Yassmin Abdel-Magied takes a closer look.
Last month I found myself in the hot and humid Malaysian city of Kuala Lumpur with five other ‘cultural exchange’ participants and a diplomatic entourage. I was a guest of the Australian Department of Foreign Affairs and Trade, and our mission was to learn as much as we could about this nation’s rich tapestry in one week.
Malaysia is often seen as an exemplary model for Muslim countries around the world; a country with a Muslim government where halal food is abundant and hijab fashion shops sit comfortably next to Chanel and Hermes.
For me, the opportunity to delve beneath the surface was an experience that offered much to reflect on, particularly for a migrant Muslim who calls multicultural Australia home.
A country of primarily three ethnicities, Malay (60.3%), Chinese (22.9%) and Indians (7.1%), the Malaysians have an interesting political landscape. Curiously, what it means to be Malay is embedded in the constitution of the nation; someone who is born to a Malaysian, who professes to be Muslim, speaks Bahasa Melayu (the Malay language) and adheres to the Malay customs.
The comfort with religious identity that seems prevalent in Malaysia is in stark contrast to the strongly secular environment in Australia. The promotion of pro-Bumiputra policies (affirmative action policies for ethnic Malays designed to create opportunities and increase their share of corporate wealth) are also an accepted part of the nation’s landscape – at least by the Malays that we spoke to.
The policy has definitely created a strong Malay middle class, so in that sense it has worked.

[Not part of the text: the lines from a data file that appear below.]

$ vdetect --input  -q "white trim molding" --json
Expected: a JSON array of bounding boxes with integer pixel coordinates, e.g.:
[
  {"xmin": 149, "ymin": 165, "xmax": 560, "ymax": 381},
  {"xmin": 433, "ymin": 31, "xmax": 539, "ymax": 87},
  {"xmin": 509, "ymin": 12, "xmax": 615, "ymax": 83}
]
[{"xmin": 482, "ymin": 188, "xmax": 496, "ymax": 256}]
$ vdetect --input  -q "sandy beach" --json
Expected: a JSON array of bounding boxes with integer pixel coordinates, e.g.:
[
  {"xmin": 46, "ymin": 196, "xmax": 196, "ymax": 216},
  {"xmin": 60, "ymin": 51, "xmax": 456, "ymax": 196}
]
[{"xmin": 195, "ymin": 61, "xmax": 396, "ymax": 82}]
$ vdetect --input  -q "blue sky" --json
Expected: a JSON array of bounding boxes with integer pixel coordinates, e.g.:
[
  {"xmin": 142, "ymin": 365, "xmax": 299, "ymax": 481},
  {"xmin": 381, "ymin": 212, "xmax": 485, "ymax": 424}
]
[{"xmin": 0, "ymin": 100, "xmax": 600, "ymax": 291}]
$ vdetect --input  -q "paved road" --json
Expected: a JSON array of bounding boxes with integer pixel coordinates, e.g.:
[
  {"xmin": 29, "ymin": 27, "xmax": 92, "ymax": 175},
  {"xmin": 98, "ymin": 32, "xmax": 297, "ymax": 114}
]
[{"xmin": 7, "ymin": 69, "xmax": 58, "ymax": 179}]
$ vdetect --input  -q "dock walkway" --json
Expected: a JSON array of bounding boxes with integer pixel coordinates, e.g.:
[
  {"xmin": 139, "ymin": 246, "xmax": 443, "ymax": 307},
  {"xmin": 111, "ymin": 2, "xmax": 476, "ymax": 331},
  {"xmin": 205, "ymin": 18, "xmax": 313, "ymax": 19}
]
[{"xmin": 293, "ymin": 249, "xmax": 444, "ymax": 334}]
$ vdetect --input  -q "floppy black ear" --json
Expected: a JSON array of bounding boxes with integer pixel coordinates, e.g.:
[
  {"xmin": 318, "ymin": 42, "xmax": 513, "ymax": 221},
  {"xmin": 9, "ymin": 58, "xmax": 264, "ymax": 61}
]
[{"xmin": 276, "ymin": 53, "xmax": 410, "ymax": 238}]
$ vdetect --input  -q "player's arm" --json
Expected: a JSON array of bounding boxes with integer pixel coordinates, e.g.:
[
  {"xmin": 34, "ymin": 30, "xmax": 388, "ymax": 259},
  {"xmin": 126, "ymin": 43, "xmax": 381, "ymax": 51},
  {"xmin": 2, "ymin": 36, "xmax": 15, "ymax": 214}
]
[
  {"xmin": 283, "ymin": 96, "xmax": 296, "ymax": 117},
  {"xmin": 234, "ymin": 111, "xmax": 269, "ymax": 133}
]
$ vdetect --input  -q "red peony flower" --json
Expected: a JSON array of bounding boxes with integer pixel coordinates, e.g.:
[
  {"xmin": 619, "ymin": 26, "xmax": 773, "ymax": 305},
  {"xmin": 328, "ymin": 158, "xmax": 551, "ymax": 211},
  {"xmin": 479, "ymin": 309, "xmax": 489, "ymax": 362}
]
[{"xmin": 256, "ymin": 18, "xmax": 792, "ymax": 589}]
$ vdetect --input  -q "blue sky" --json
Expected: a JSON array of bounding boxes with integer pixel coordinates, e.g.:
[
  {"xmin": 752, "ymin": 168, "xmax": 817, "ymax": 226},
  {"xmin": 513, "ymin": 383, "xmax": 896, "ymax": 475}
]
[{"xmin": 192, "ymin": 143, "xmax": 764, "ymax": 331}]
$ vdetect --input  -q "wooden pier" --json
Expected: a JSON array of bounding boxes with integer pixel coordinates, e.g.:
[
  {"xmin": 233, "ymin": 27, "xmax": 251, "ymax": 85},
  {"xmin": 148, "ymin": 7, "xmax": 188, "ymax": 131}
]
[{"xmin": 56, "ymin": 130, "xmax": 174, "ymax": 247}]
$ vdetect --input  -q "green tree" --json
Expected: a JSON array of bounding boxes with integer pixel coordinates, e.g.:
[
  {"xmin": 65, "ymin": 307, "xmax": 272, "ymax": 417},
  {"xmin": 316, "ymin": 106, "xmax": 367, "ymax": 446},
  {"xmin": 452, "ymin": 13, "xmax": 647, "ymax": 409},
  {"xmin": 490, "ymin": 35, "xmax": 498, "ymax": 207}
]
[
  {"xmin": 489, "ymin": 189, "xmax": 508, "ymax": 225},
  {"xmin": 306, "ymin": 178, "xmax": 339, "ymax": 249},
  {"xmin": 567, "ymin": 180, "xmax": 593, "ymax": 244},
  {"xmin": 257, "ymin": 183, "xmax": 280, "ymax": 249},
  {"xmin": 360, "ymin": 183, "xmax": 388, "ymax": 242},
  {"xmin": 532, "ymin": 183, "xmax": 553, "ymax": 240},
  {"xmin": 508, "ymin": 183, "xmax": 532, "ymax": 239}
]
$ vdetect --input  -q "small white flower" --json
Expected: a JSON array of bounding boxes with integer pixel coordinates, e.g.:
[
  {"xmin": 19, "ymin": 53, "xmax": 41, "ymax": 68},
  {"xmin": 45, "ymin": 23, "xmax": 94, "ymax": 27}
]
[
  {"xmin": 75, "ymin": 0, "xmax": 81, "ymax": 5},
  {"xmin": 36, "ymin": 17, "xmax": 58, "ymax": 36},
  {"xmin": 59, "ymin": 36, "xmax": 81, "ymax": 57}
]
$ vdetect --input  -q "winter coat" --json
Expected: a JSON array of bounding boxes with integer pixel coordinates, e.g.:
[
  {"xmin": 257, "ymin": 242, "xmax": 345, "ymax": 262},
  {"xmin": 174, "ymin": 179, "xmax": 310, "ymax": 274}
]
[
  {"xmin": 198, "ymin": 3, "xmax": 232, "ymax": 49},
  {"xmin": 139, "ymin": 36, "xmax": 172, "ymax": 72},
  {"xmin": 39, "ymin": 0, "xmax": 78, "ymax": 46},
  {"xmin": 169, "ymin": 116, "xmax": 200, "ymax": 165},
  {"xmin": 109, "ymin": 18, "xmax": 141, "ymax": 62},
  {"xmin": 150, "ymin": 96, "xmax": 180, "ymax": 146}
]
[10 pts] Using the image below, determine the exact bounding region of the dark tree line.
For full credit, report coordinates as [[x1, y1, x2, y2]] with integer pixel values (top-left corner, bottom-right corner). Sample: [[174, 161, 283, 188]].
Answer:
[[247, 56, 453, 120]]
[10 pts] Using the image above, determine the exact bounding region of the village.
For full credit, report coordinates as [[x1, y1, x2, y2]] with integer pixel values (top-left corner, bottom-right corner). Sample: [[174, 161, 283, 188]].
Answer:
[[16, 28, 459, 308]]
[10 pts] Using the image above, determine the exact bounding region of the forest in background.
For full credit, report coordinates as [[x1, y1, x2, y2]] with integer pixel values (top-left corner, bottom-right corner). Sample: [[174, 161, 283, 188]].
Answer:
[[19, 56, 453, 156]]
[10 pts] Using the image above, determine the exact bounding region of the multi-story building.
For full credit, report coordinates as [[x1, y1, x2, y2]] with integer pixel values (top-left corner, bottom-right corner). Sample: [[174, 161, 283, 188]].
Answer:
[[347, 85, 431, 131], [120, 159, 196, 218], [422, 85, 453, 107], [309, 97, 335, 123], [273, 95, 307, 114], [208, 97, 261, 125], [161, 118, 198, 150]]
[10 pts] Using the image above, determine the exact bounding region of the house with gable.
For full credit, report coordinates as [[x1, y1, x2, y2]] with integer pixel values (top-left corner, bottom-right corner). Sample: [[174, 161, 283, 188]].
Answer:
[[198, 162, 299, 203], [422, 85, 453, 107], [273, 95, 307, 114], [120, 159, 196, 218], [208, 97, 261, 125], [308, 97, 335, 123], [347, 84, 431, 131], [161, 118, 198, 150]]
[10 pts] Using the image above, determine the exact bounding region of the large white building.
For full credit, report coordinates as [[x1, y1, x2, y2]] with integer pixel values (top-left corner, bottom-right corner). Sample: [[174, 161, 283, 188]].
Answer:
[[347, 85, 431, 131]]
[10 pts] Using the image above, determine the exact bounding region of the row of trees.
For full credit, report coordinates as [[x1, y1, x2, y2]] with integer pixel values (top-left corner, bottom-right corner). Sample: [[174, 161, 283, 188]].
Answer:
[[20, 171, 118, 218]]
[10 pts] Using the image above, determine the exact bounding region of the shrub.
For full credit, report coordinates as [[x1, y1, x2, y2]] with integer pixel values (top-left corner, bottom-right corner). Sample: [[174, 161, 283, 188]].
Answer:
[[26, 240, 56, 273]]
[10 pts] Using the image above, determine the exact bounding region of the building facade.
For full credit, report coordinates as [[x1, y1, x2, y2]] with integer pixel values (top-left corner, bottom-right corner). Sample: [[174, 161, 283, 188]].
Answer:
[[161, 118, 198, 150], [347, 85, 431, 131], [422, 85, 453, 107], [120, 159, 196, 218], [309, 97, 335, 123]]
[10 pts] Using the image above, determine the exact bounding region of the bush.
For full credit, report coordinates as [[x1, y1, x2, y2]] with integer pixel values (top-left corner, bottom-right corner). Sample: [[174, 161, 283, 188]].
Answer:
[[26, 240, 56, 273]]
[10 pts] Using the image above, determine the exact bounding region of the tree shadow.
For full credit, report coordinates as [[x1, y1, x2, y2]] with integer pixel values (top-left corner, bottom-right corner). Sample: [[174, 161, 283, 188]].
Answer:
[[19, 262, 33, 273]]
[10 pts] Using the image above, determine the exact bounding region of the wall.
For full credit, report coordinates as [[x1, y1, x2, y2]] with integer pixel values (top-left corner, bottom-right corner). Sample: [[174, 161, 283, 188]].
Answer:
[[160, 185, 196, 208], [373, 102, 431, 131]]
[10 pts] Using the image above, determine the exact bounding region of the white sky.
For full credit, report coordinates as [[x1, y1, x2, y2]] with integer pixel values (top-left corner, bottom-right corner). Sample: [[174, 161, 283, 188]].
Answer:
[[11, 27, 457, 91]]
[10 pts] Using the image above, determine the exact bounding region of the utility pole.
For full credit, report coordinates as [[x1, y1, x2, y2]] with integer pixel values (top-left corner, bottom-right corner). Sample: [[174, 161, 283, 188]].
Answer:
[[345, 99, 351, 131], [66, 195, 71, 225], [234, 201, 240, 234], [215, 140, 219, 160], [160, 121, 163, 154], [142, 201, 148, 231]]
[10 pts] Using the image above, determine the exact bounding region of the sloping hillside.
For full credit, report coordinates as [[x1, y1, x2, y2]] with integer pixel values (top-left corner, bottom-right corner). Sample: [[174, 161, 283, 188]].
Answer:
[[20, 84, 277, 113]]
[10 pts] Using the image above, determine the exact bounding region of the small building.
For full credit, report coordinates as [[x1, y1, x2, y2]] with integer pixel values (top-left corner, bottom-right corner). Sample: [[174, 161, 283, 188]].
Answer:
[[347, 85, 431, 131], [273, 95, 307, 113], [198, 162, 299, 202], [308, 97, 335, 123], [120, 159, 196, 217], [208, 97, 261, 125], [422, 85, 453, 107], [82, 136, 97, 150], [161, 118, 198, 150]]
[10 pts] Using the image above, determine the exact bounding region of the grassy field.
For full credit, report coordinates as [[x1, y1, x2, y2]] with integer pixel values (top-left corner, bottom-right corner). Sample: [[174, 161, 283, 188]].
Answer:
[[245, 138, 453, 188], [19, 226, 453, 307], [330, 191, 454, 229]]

However, it has created a sense of resentment among people of other ethnicities, which feel discriminated against in their own nation.
The Chinese and Indians seemed frustrated at the fact that they are essentially relegated to second-class status. For me, this brought to the fore issues around personal and national identity and how policies are implemented, however well-intentioned.
As Australians it seemed natural to be shocked at a policy that discriminates based on racial identity, but we would do well to remember the Northern Territory Intervention. We too applied policies that discriminated based on race and ethnicity for a particular socio-economic objective.
It is interesting that both the Australian and Malaysian governments have been comfortable in continuing such policies, particularly when there have been such strong expressions of disapproval in both nations.
A week in Malaysia barely scratched the surface of this complex country, but it was apparent that Australians should not strive to change our neighbours, or that we should change to suit their ways, but that we become cognisant of the fact that our practices and make-up are different and that difference should be respected.
As neighbours we should focus on understanding the perspectives of our fellow Asia Pacific nations and realise the importance of history in their actions. Rather than always viewing them through the prism of an Australian lens, we must appreciate that there is more than one set of lenses to be worn.
Yassmin Abdel-Magied is an Australian Muslim who was born in Sudan and grew up in Queensland. She is a mechanical engineer by profession and is the founder of Youth Without Borders. Yassmin was the Queensland finalist for Young Australian of the Year in 2011.